EMPLOYMENT - ALASKA

Kennedy v. Municipality of Anchorage

Supreme Court of Alaska - August 16, 2013 - P.3d - 2013 WL 4399118

Former police officers brought action against municipality for racial discrimination, alleging a hostile work environment. The Superior Court granted motion to compel officers’ compliance with discovery requests. Officers petitioned for review, which was granted. Officers appealed.

The Supreme Court of Alaska held that:

“Garden-variety claims” of mental anguish refer to claims for compensation for nothing more than the distress that any healthy, well-adjusted person would likely feel as a result of being so victimized.

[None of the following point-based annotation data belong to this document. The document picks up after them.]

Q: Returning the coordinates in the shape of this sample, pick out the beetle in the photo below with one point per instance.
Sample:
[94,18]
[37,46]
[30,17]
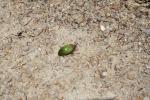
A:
[67,49]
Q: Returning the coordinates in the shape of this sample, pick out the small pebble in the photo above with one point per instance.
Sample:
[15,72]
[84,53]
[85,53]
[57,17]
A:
[131,75]
[146,98]
[104,73]
[102,27]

Police officers’ garden-variety mental anguish claims in employment discrimination action against municipality did not waive physician and psychotherapist privilege.  Garden-variety claims were sufficiently limited in scope to alleviate defendants’ concerns regarding fairness to defendants, wide-ranging inquiry into an individual’s medical and psychiatric history could have deterred legitimate discrimination claims, and litigants should not have been forced to choose between disclosing highly personal medical information and asserting claims for distress that any healthy individual would have likely suffered as a result of discrimination.

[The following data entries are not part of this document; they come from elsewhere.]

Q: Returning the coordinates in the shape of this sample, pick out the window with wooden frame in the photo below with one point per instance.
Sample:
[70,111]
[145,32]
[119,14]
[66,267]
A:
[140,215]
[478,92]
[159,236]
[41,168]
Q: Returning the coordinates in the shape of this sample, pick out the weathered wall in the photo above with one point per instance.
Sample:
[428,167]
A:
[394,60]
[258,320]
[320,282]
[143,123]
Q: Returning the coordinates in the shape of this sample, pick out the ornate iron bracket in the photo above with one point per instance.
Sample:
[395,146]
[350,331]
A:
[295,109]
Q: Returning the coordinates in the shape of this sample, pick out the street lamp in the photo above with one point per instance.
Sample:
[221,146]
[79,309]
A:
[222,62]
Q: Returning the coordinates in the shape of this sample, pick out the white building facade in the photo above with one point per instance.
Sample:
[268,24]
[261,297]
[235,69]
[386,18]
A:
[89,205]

Former police officers’ assertion of mental anguish claims in employment discrimination action against municipality were “garden-variety claims” that did not put their mental state at issue so as to waive physician and psychotherapist privilege for purposes of discovery of officers’ medical records, where mental anguish claims did not allege a specific, diagnosed psychological condition, but rather merely that officers had suffered general mental distress, officers alleged that they did not receive mental health treatment for emotional distress, and officers asserted that their claims could be established by lay testimony.